Depuis son lancement en mars 2022, la revue annuelle féministe La Place s’est imposée comme un espace éditorial singulier donnant la parole aux femmes dans toute la diversité de leurs expériences, leurs créations et leurs engagements.
Dirigée par Maya Ouabadi et Saadia Gacem, cette publication éditée par Motifs réunit une équipe exclusivement féminine composée de chercheuses, écrivaines, journalistes, photographes et artistes. Parue à la fin du mois de mars, la cinquième édition de la revue – correspondant au quatrième numéro de la numérotation officielle après un numéro inaugural publié sous l’appellation «numéro 0» – poursuit cette démarche fondée sur l’expression, la réflexion et la transmission. Publiée en arabe et en français, La Place propose un regard féminin sur les questions culturelles, sociales, historiques et artistiques, tout en mettant en lumière des voix souvent peu représentées dans l’espace public.
L’une des particularités de la revue réside dans son attachement aux héritages intellectuels et artistiques féminins. Les différentes rubriques empruntent leurs intitulés à des œuvres littéraires ou musicales marquantes signées par des femmes. Des références à Yamina Mechakra, Assia Djebar, Warda El Jazayria, Cheikha Rimiti ou encore Virginia Woolf jalonnent ainsi les pages de la publication, créant un dialogue entre générations et sensibilités diverses.

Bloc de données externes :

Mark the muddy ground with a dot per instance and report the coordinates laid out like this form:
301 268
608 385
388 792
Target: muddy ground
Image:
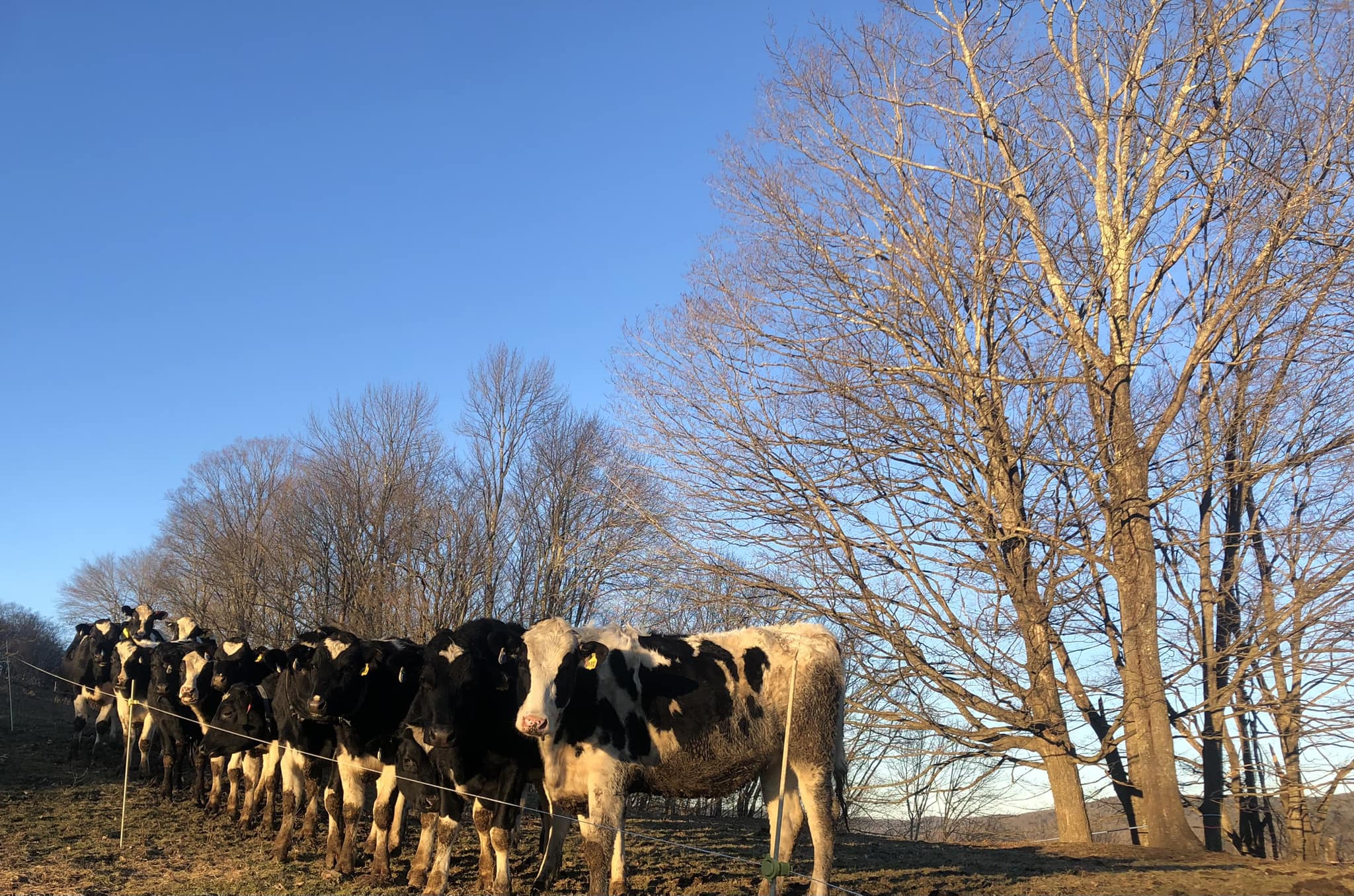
59 834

Dans leur éditorial intitulé « La Place to be », les rédactrices en chef soulignent leur volonté de faire découvrir des parcours féminins variés et de rendre compte des multiples façons de vivre son identité de femme et son engagement dans la société. Une diversité qui constitue l’une des principales richesses de cette nouvelle édition. Le numéro réunit ainsi des contributions très diverses. Les lectrices et lecteurs y découvrent notamment un portrait consacré à la célèbre écrivaine et militante égyptienne Nawal El Saadawi, des entretiens avec la chanteuse Houria Aïchi et la chercheuse Khadidja Boussaid, ainsi qu’un texte inédit de l’écrivaine Faïza Guène. Les œuvres picturales de l’artiste El Meya y trouvent également leur place, aux côtés d’une chronique de Sarah Haidar consacrée à la question du pardon.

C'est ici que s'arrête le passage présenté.